Reformed Train Buddies

There's a guy I see some days on my commute. He walks stiffly, wears a scowl, and reads mean-spirited church newsletters. The one that caught my eye had a regular feature called "The Homosexual Agenda." When I saw that, I was reminded of the Anne Lamott quote, "You know man has made God in his image when it turns out that He hates all the same people that you do."

On Monday morning, the uptight guy was standing on the train platform reading a text called "Sodom and Gomorrah." It didn't look like a travel brochure.

The train was already full when it pulled up, and all the seats were taken. Those of us boarding at my station had to stand in the aisle. Uptight Guy nudged a sitting passenger and said "Hey Steve, how are you?" He smiled, the first time I'd seen him perform that trick. Steve greeted Uptight Guy. They made some quick, predictable small talk about vacations being too short. Then Steve returned to his work.

I was standing up next to Steve and had a clear view of his lap. He was writing in blue pen on a yellow legal tablet. It struck me as quaint, a very 20th century activity. I saw his leather valise and tasteful suit and made him for a lawyer. Because I'm nosy, and since I couldn't read my book while gripping the seat back for balance, I started to read over Steve's shoulder.

We came up from the riverbank and Suzie laughed because her pants were stained

How sweet, I thought. He's writing a letter. Maybe it's to his daughter at summer camp.

She pulled them off, and then her panties too.

Okay, maybe. If Suzie is two years old, then this is still fitting into my framework.

We decided to go up to my place because Suzie thought her parents were home.

Just as I was growing sure that this was not a camp letter, Steve sailed into a minor writer's block. He used his sunglasses case to shield his writing from the woman sitting in the window seat, who wasn't watching anyway. He worried his lip, wrote a few words and scratched them out. Finally, he moved to a new line and added in a spasmodic burst,

When we were done, we came downstairs.

Steve! You skipped over the most important part!

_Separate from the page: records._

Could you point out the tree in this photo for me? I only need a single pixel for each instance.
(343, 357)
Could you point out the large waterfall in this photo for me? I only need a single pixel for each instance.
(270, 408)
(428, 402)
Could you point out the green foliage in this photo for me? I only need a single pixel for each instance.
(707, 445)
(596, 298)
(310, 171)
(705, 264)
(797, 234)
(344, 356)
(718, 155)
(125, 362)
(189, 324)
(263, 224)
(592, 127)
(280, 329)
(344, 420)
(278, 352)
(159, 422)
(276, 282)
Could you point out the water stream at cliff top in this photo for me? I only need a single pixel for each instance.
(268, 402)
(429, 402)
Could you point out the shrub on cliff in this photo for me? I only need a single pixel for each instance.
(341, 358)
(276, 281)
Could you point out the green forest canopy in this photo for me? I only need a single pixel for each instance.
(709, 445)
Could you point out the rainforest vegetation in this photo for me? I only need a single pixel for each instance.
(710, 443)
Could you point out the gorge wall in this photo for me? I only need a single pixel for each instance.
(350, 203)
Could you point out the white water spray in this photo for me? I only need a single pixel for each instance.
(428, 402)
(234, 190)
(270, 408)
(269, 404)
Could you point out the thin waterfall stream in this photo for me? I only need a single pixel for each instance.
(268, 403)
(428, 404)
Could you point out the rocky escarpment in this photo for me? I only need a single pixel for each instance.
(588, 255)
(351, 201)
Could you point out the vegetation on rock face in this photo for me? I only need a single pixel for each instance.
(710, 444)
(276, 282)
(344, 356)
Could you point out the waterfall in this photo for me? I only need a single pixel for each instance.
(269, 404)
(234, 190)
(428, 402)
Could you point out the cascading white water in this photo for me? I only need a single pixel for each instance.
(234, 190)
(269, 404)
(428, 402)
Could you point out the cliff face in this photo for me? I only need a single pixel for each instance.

Our train pulled into the terminal, and Steve packed away his legal pad. I struggled to align the facts into a sensible narrative.

  1. Steve is friends with uptight gay-hating guy
  2. He writes erotic fiction on the train
  3. He doesn't enjoy it and/or he has no talent for it

My conclusion: Steve and Uptight Guy met each other in an Ex-Gay program. Steve was working on his homework assignment.